L’Utopie (Verhaeren)

Les Forces tumultueusesSociété du Mercure de France (p. 129-135).


L’UTOPIE




Monuments noirs carrant leur masse, en du brouillard !
Le naphte en torches d’or y brûle au fond des caves ;
Des corps mi-nus, des torses roux, des bras hagards,
S’y démènent, parmi les poix, les plombs, les laves
Dont les rouges ruisseaux brûlent les os du sol.
Le clair effort humain, vers la rage, y dévie ;
Le vice et la vertu s’y nouent, en des viols
Si terribles qu’en tremble et qu’en pleure la vie ;
Aubes, midis et soirs ne s’y distinguent pas ;
Et le soleil, telle une plaie envenimée,
Tache le ciel et saigne et suppure, là-bas,
Sous des loques de feu, de suie et de fumée.

Lieux sinistres ! Et néanmoins tout y paraît
Capté dans l’ordre et le devoir, comme en des rêts ;
Le crime est régulier, précis, mathématique ;
La loi l’instaure et les vieilles dialectiques
Le défendent, en leurs livres, dès qu’il le faut.


— Oh tout le sang qui s’égoutta des échafauds,
Depuis quels temps lointains, dans la plume des scribes !

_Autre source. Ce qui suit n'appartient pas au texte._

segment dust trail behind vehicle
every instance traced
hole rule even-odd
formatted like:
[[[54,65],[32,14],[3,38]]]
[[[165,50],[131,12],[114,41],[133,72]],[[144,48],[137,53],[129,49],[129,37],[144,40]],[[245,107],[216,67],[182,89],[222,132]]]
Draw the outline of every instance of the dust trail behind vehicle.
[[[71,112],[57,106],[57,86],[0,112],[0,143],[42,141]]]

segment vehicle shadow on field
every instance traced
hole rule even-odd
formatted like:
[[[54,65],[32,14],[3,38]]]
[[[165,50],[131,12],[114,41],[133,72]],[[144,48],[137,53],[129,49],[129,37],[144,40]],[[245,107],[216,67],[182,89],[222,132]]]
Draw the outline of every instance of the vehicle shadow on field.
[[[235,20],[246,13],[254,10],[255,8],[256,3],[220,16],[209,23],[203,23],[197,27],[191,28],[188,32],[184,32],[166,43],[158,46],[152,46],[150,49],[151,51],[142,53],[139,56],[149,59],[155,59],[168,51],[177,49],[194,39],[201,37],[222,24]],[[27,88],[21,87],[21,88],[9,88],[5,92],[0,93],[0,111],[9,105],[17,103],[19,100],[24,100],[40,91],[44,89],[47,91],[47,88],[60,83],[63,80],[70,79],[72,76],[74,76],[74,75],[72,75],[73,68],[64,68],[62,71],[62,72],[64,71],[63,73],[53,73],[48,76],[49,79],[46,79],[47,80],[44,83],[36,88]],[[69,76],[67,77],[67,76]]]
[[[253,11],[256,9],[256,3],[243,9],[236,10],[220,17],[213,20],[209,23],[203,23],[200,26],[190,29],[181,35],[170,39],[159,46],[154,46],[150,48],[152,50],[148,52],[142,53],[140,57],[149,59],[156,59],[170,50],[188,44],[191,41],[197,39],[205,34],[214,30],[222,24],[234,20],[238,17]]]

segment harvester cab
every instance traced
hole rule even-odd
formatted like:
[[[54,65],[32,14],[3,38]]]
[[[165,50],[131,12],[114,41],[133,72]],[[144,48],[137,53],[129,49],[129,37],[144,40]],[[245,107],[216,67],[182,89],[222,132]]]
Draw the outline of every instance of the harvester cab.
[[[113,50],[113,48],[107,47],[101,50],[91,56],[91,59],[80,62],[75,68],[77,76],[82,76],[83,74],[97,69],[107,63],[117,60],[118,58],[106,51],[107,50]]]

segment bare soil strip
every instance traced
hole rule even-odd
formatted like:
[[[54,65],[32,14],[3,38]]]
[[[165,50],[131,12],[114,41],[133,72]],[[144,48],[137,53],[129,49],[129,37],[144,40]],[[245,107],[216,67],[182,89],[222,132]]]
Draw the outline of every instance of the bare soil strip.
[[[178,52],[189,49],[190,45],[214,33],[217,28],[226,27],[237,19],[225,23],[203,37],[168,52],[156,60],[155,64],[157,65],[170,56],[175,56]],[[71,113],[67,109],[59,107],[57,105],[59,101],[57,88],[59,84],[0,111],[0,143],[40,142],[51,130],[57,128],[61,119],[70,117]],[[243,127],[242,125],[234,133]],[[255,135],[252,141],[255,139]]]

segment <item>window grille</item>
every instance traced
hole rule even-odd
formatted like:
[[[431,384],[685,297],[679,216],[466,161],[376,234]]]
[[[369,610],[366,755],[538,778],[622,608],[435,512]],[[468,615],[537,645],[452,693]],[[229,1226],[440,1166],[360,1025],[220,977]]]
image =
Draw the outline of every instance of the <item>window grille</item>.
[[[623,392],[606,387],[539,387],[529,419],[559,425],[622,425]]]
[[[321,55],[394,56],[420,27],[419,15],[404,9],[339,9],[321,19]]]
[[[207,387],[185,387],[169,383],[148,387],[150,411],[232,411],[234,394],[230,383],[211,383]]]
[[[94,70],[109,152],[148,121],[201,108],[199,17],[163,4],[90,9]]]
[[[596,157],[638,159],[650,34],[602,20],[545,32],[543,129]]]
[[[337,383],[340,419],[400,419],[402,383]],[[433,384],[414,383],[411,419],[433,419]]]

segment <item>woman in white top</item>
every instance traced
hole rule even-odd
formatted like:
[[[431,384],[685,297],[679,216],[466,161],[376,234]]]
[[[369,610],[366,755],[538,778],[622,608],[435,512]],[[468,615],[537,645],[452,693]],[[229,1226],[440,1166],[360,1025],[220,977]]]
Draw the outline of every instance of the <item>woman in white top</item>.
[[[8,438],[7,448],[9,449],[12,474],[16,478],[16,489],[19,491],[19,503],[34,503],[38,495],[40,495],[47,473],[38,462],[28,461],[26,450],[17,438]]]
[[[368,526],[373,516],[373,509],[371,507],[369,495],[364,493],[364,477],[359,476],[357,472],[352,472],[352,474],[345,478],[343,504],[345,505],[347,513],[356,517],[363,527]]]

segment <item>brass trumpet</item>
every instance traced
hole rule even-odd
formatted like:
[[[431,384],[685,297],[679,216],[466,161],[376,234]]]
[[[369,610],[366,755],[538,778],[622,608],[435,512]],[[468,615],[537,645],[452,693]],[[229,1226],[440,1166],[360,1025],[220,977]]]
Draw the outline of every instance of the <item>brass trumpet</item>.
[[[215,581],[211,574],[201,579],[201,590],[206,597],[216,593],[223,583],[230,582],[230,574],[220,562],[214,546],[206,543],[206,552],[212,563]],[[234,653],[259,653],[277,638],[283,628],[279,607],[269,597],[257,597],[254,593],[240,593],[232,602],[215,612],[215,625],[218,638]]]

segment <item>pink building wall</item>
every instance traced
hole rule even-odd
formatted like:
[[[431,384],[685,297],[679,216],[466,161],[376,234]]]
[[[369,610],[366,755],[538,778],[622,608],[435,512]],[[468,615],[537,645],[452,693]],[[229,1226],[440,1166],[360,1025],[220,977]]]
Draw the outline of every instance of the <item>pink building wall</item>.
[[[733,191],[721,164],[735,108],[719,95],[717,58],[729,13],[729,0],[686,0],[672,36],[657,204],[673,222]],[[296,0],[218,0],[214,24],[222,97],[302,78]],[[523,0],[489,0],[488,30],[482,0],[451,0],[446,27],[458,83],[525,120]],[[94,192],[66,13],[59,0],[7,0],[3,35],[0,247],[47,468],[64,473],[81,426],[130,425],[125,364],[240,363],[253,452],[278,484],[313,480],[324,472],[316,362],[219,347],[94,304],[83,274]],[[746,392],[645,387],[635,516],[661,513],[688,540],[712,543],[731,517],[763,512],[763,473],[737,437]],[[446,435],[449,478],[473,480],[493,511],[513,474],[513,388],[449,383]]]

L’encre brûle, troue et salit le manteau clair
Où la justice, au fond de ses palais, s’exhibe ;
Le droit s’y vend d’être un homme de proie et l’air
Y est malsain, pour les consciences vivantes.
Textes creusés en labyrinthes d’épouvante,
Textes pareils à des couteaux, textes serrés,
Comme des dents, textes faussés, textes tarés,
Toute la mort sournoise y comprime la vie ;
Tout acte humain dont la routine a peur, dévie
Soudain vers le délit, le crime ou le forfait ;
La glose enchaîne tout et le code est parfait :
Les mots y sont maîtres et rois — et les mots tuent !

Aussi dites, avec quel trépidant espoir,
Ceux qui pensent, voient-ils venir les mains hardies
Qui dans l’émeute et la fureur, un soir,
Arracheront au torse en feu de l’avenir,
Les flammes d’or de leur désir
Et, sur les tours du mal au ciel brandies,
Disperseront les aigles roux des incendies.


Une heure brève et folle — et puis la délivrance.

La force agit, par rage et par outrance,
Autant que par sereine et profonde lenteur,
Il est des phares sanglants sur les hauteurs
Dont la clarté sinistre est auxiliaire,
Plus que l’étoile, au téméraire explorateur
Qui vient des pays d’ombre aux régions solaires !

Oh dans le monde entier, ces tempêtes d’idées !
Prisons, bouges, autels, trônes — et l’échafaud,
Le mal, le bien, le vrai, le faux,
Toutes forces barricadées,
Face à face, derrière un mur d’airain.
Puis tout à coup, dans le lointain,
La foule et sa clameur et sa force nouvelle
Seule d’accord
Avec les forces éternelles
Qui prend d’assaut la vie et repousse la mort.

Alors,
Avec quelle prudence,
Avec quel esprit juste, avec quel tact
Des invisibles concordances,


Avec quelle ample audace et quel génie exact,
Il nous faudra scruter les lois les plus profondes
Qui font s’entrenouer la vie et s’attirer les mondes
Pour que le peuple entier des volontés
S’engage, en des chemins de paix et d’harmonie,
Et sente aussi, à travers lui, l’effluve et la clarté
De l’attraction blanche et infinie.

Celui qui prouve et sait vaincra celui qui croit.

Simple, serein, puissant et droit,
Dans le cirque géant des forces familières,
L’homme organisera sa vie aventurière ;
Les forts s’imposeront non plus en oppresseurs,
Mais en élus, la nature maîtresse
Mettant ses dons les plus larges et les meilleurs,
Dans leurs exploits et leur sagesse.

Un unanime consentement
Suivra leur geste, ainsi qu’au firmament,
Les flottilles des étoiles suivent tels astres
Dominateurs et clairs comme des vaisseaux d’or ;
L’évidence subjuguera l’esprit si fort
Que nul n’aura le cœur de tenter les désastres,


Ni de barrer, par sa démence ou sa fureur,
La route en joie et fleurs vers le bonheur ;
Les liens humains seront les liens mêmes des choses
Noués entre eux pour resserrer le droit,
Et le monde, roulé dans les métamorphoses,
Après avoir eu foi en Dieu, croira en soi.